A More Appropriate Measure of Late-Inning Relievers
The issue that plagues the valuation of late-inning relievers is the generalized treatment of runs.
WAR is the most accepted player evaluation metric and wins are determined by run value. Run value is determined in a generalized sense; it’s too perilous and unwieldy to predict, or evaluate performance, based upon the sequencing of events.
However, late-inning relievers do not pitch in a general situation. Unlike many other players we know when they will perform. They are unique; they pitch in particular situations: the late innings of a baseball game.
They are not vulnerable to give up a home run in a large range of innings like a starting pitcher. They are vulnerable to giving up runs in the innings their role demands them to appear in; most notably the 7th, 8th, and 9th innings.
Therefore, reliever value should be measured by a more specific run value. This run value, and ultimately win value, cannot be measured in a general sense. Their valuation must account for the specific times they appear in a game.
I set out to do this with those principles in mind.
First, I used Baseball Reference’s Play Index to determine the amount of runs scored in between the 7th and 9th innings of all games in 2015. There were 13,448 7th, 8th, and 9th innings played last year. That is the equivalent of 1,494 full 9 inning baseball games. In sum, 5,968 runs were scored in the 7th, 8th, and 9th innings of baseball games in 2015. On average, that is 3.99 runs per “game”, where “game” signifies 9 innings of 7th-9th inning performance.
Second, also using Baseball Reference’s Play Index, I looked at the 300 pitchers with the most appearances in the 7th, 8th, and 9th innings. This does not represent every pitcher that pitched in the 7th, 8th, and 9th inning, but it gets us to Trevor Cahill, who pitched 16 innings in the 7th inning or later.
I then split this list of pitchers into two groups. Theoretically, the 90 best relievers in the league would be pitching in the 7th, 8th, and 9th innings (30 teams; 3 relievers each). Therefore, the first group is the first 91 pitchers with the most appearance (Tony Sipp and Blaine Boyer each appeared in 43 innings between the 7th and 9th innings, so there is one more than 90 in this case). The other 209 pitchers represent the “replacement” pool.

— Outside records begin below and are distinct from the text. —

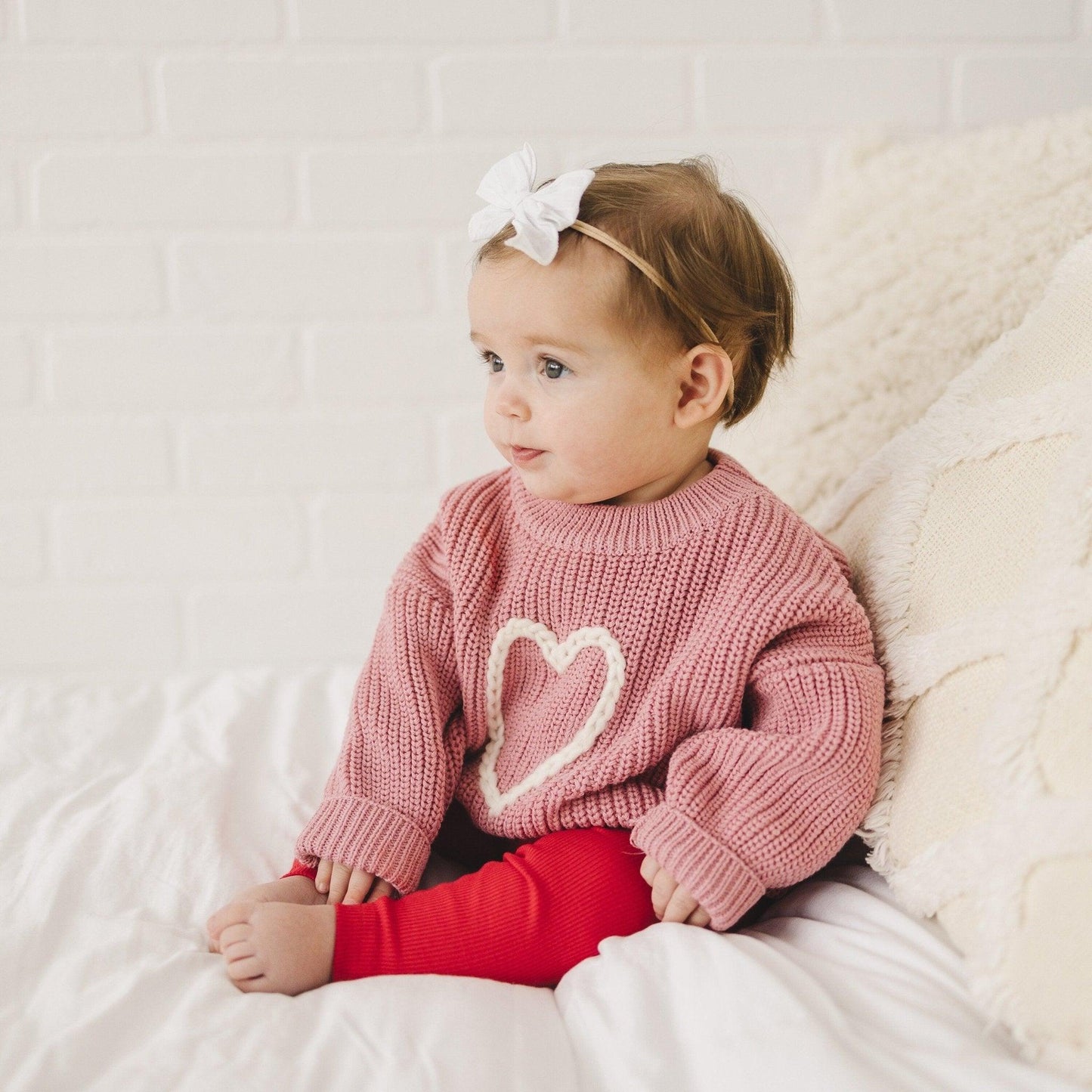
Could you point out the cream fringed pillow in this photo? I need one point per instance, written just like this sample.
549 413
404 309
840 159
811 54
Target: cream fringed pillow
917 255
970 535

The average performance of the “replacement” pool was taken to determine the performance of a replacement player. Here is what that looks like:

This is the basis for the more nuanced portions of the calculation. 3.99 runs were scored in the 7th-9th inning of MLB games in 2015, on average. The first thing to do is calculate the Runs Per Win (RPW) in the “game” (the 7th-9th inning game).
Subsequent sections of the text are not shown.